Hi,
I am having issues with using a custom dataset in Google Colab. What I am doing is I have images in Google Drive (NIFTI MRIs) which I am transforming to 4x240x240 sample and 240x240 label numpy arrays. Then I save them locally in Google Colab as .npy files. So, there are two folders with over 18000 files each. Then I use the following code for my dataset:
class my_dataset(Dataset):
def __init__(self, img_path, seg_path,
transform=None, target_transform=None):
...
self.file_num = len(os.listdir(img_path))
def __getitem__(self, idx):
img = np.load(os.path.join(self.img_path,
"sample"+str(idx+1)+".npy"))
seg = np.load(os.path.join(self.seg_path,
"segmentation"+str(idx+1)+".npy"))
if self.transform:
out_img = self.transform(img)
if self.target_transform:
try:
out_seg = self.target_transform(seg)
except TypeError:
out_seg = self.target_transform(seg.astype("int64"))
return out_img, out_seg
def __len__(self):
return self.file_num
If I just create an instance of the dataset class and return one item
data = BraTS2020_dataset("images",
"segmentations",
transform=ToTensor(),
target_transform=ToTensor())
sample, label = data.__getitem__(0)
it works perfectly fine but if I use the defaut Dataloader class
trainloader = DataLoader(data, batch_size=4, shuffle=True, num_workers=2)
example = next(iter(trainloader))
it sometimes works but other times I get a RuntimeError in one worker process:
RuntimeError: Caught RuntimeError in DataLoader worker process 0.
Original Traceback (most recent call last):
File "/usr/local/lib/python3.7/dist-packages/torch/utils/data/_utils/worker.py", line 198, in _worker_loop
data = fetcher.fetch(index)
File "/usr/local/lib/python3.7/dist-packages/torch/utils/data/_utils/fetch.py", line 47, in fetch
return self.collate_fn(data)
File "/usr/local/lib/python3.7/dist-packages/torch/utils/data/_utils/collate.py", line 83, in default_collate
return [default_collate(samples) for samples in transposed]

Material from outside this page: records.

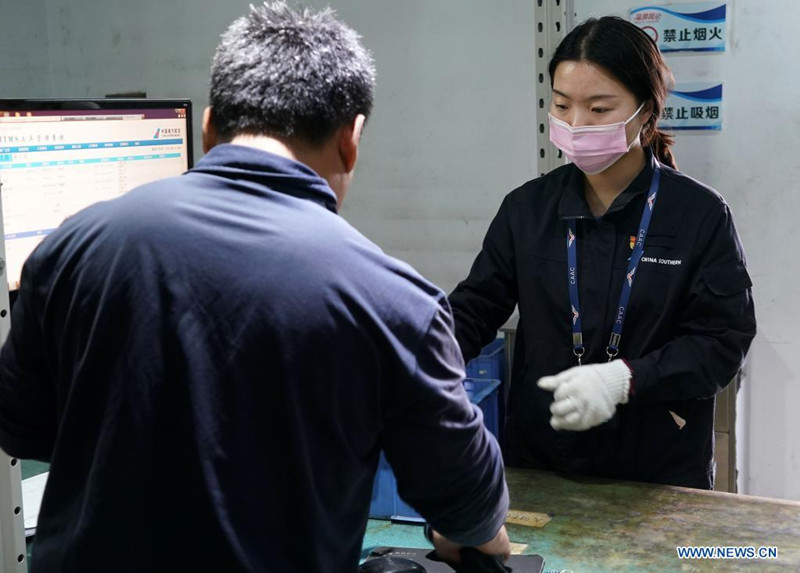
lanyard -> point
(627, 285)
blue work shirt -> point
(212, 363)
(688, 326)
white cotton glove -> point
(587, 396)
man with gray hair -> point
(212, 362)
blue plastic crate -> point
(386, 503)
(490, 363)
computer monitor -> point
(59, 156)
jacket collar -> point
(246, 164)
(573, 205)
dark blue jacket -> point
(212, 364)
(688, 326)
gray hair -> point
(289, 73)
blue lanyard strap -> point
(627, 286)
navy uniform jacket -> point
(688, 326)
(212, 363)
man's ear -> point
(349, 138)
(210, 138)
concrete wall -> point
(454, 130)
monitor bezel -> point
(106, 103)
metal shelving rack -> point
(12, 526)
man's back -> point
(230, 356)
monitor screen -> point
(59, 156)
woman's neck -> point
(602, 188)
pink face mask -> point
(592, 148)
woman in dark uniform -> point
(634, 300)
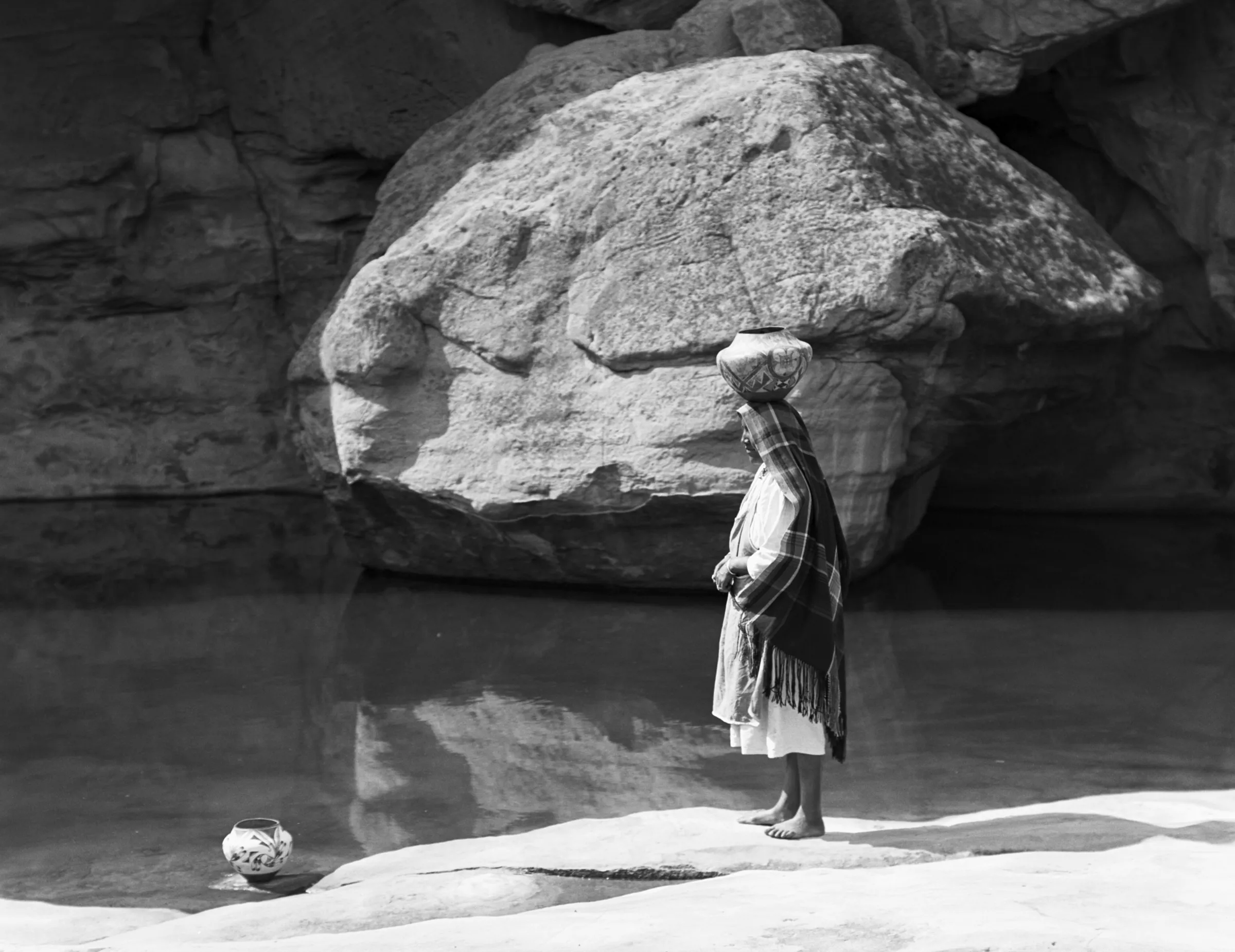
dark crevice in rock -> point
(670, 873)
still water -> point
(170, 668)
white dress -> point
(756, 724)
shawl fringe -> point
(793, 683)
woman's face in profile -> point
(749, 446)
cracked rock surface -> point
(1141, 871)
(519, 381)
(182, 187)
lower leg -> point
(788, 803)
(808, 819)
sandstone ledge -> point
(1144, 871)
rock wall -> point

File "/usr/local/lib/python3.7/dist-packages/torch/utils/data/_utils/collate.py", line 83, in <listcomp>
return [default_collate(samples) for samples in transposed]
File "/usr/local/lib/python3.7/dist-packages/torch/utils/data/_utils/collate.py", line 55, in default_collate
return torch.stack(batch, 0, out=out)
RuntimeError: result type Float can't be cast to the desired output type Short
I do not understand where the cast is done. Does this maybe have something to do with how Google Colab handles multiprocessing?